Je pense que cette piste, soutenue par des études, va effleurer de plus en plus de patients. Malheureusement, pour l’instant, mener une telle initiative en clinique reste assez compliquée. Les fournisseurs sont rares, c’est assez cher – 15 ou 20 francs pour une centaine de comprimés – et ce n’est pas remboursé par l’assurance maladie de base.

Quelles sont les indications  envisageables dans le futur?

Nous disposons déjà de quelques études de qualité pour ce qui concerne par exemple le traitement du syndrome du côlon irritable, des lombalgies chroniques, de la fatigue en oncologie ou de la dépression. 

– Placebo ouvert dans la lombalgie chronique 

Cet essai randomisé contrôlé visait à déterminer si les effets du placebo ouvert pouvaient être exploités contre la lombalgie chronique, en complément au traitement habituel. L’intensité de la douleur a été évaluée au moyen d’échelles allant de 0 à 10. L’impact fonctionnel des lombalgies a également été mesuré à l’aide d’un questionnaire.

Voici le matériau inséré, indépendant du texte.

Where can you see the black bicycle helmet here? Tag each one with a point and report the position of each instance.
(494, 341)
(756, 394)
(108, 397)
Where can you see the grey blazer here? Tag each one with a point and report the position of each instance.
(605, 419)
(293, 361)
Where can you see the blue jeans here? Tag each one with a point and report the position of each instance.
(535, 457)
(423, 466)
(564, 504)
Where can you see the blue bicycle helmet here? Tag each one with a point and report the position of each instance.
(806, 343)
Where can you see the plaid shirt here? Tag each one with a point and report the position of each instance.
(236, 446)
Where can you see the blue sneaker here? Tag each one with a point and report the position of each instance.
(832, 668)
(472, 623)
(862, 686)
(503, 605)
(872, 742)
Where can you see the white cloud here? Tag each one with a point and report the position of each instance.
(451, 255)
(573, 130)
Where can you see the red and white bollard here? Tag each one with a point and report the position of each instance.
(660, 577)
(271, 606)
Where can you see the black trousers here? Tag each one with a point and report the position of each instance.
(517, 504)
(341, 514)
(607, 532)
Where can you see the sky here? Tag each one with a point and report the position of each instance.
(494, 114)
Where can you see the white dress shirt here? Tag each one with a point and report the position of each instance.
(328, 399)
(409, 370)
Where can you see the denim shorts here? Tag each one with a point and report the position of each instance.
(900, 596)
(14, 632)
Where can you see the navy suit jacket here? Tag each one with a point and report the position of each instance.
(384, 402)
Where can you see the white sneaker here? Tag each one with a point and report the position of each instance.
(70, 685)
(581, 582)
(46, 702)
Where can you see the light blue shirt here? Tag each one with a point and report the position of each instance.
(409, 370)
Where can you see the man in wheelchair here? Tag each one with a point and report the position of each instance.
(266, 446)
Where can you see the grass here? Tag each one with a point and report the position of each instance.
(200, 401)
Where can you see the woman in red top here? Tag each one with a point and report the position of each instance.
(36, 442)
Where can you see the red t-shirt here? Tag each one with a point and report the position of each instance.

Comparativement au traitement habituel, le placebo ouvert a induit une plus forte diminution de la douleur, avec des tailles d’effet modérées à importantes (1,5 dans le groupe placebo ouvert, contre 0,2 dans le groupe de contrôle). La réduction de l’invalidité était également plus importante (2,9% dans le groupe placebo ouvert, contre 0% dans le groupe sous traitement classique). Enfin, le groupe sous traitement classique a montré une réduction significative de la douleur et de l’invalidité après le passage au placebo ouvert. Un suivi sur cinq ans a été effectué pour évaluer la persistance des résultats dans le temps et des réductions significatives de la douleur et de l’incapacité ont été constatées à distance dans ce groupe traité par placebo ouvert.

– Placebo ouvert chez les survivants du cancer: réduction de la fatigue

Cet essai randomisé contrôlé incluait 40 survivants du cancer, âgés en moyenne de 47 ans et majoritairement de sexe féminin. Ils ont été répartis au hasard entre deux groupes, placebo ouvert et traitement habituel. Les critères d’évaluation comprenaient essentiellement la fatigue, l’humeur et la qualité de vie. Au bout de trois semaines, on a observé une amélioration signifi- cative de la fatigue dans le groupe sous placebo ouvert, ce qui n’était pas le cas dans le groupe contrôle. Cette étude démontre la faisabilité d’un traitement de la fatigue par placebo ouvert chez des survivants du cancer. Cela reste une petite étude à valider dans un plus large échantillon.

 Placebo ouvert vs placebo en double aveugle pour le  traitement du côlon irritable

Cet essai clinique randomisé visait deux objectifs: premièrement, déterminer si le placebo ouvert est plus efficace contre le syndrome du côlon irritable qu’un contrôle sans traitement et, deuxièmement, comparer l’efficacité du placebo ouvert par rapport au placebo en double aveugle. En l’occurrence, l’amélioration moyenne des symptômes à six semaines était significativement plus importante dans le groupe sous placebo ouvert que dans le groupe contrôle.